As at December 2018, a total of 115 firms were granted ‘No Objections’ by the Commission to participate in the DisCos’ procurement process and were free to quote their cost of providing metering services.

According to Momoh, the Commission is currently reviewing the procurement process in the DisCos having appointed Tender Auditors to audit the DisCos and ensure that the MAPs appointed can deliver. The DisCos’ lacklustre response to the regulation could see its premature end.

NERC has provided that customers handed crazy bills should pay the last bill they are comfortable with and then make a formal complaint to their DisCo to be resolved in 15 days.
“Where this is not done or the customer is unsatisfied with the resolution by the DisCo, they may escalate the matter to the NERC Forum office. This is an independent avenue for the customer to seek redress,” Momoh said.

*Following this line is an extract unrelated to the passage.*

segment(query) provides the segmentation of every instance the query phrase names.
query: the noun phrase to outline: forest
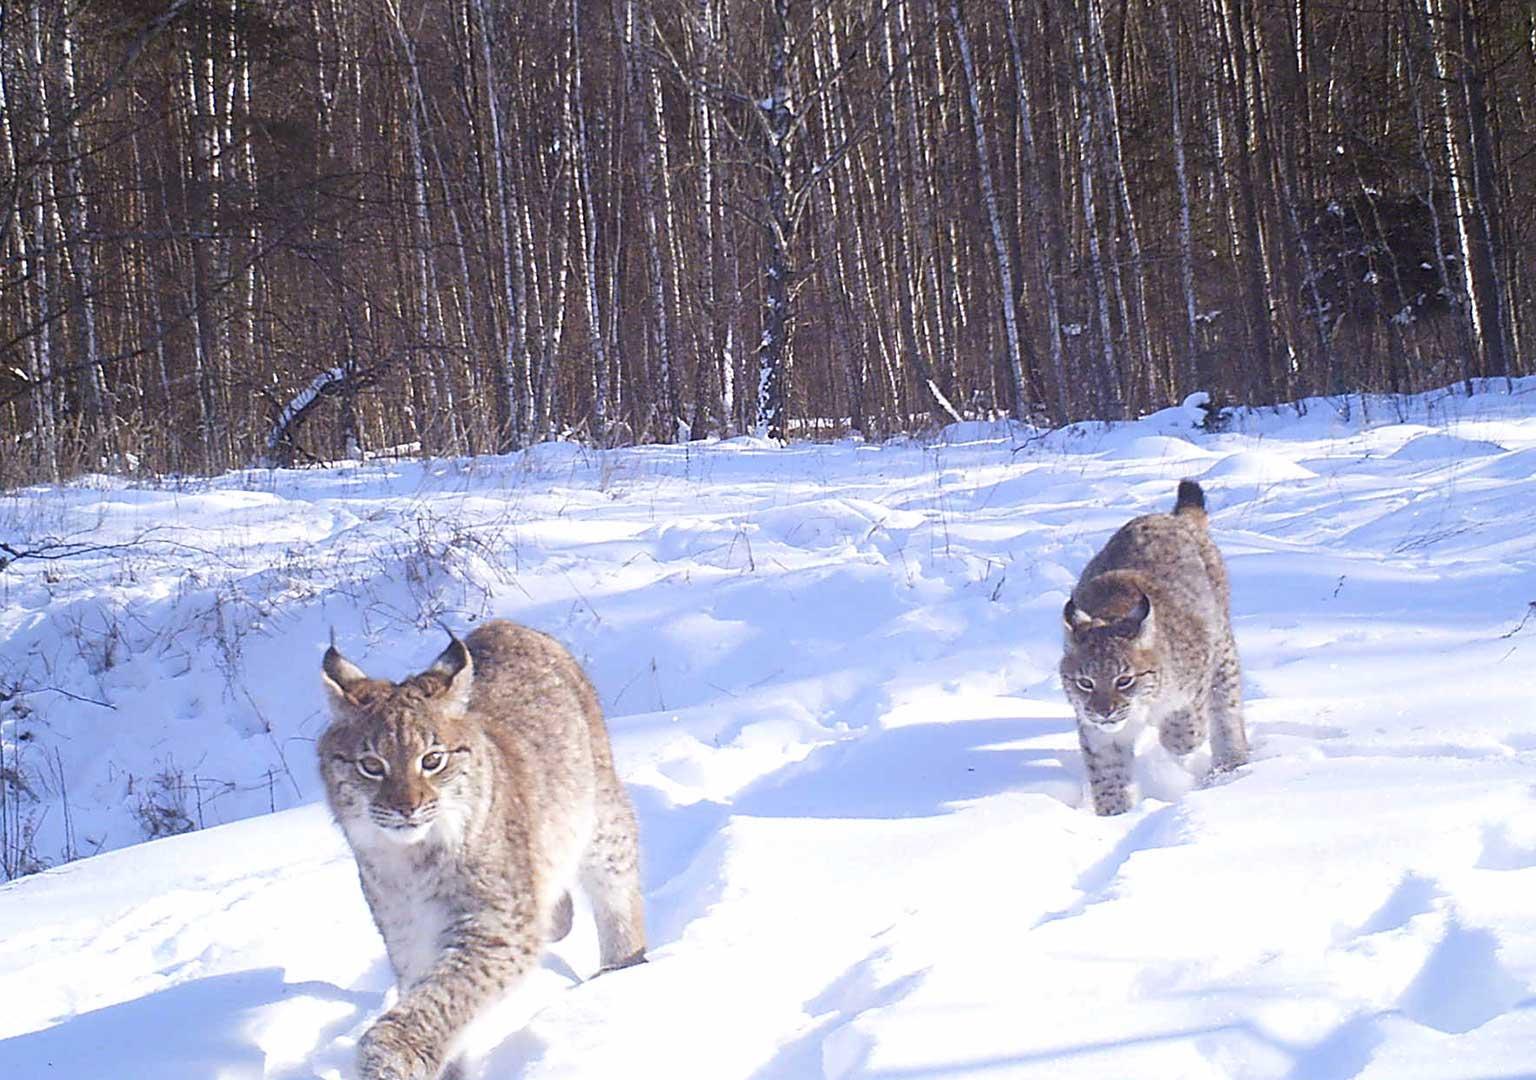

When these fail, the Commission expects customers to complain to it. But these steps rarely resolve much in reality and are fraught with frustration.

“I have written and complained more than a dozen times,” said Chris Akor, a customer whose bill rose from N4,000 to N38,000 even with deplorable power supply around Ajah area of Lagos under Eko DisCo management, where he resides. “The next step now is to institute a legal action.”

Some customers of various DisCos told BusinessDay that their concerns were only resolved when they took the matter to court.

DisCos, wary of legal pronouncements that could serve as precedent, like the 2015 judgment by a Lagos court barring NERC from raising tariff, have been forced to settle out of court, compelling parties to keep the settlement private. In one suit, a frivolous bill worth over N500,000 was cancelled, BusinessDay learnt.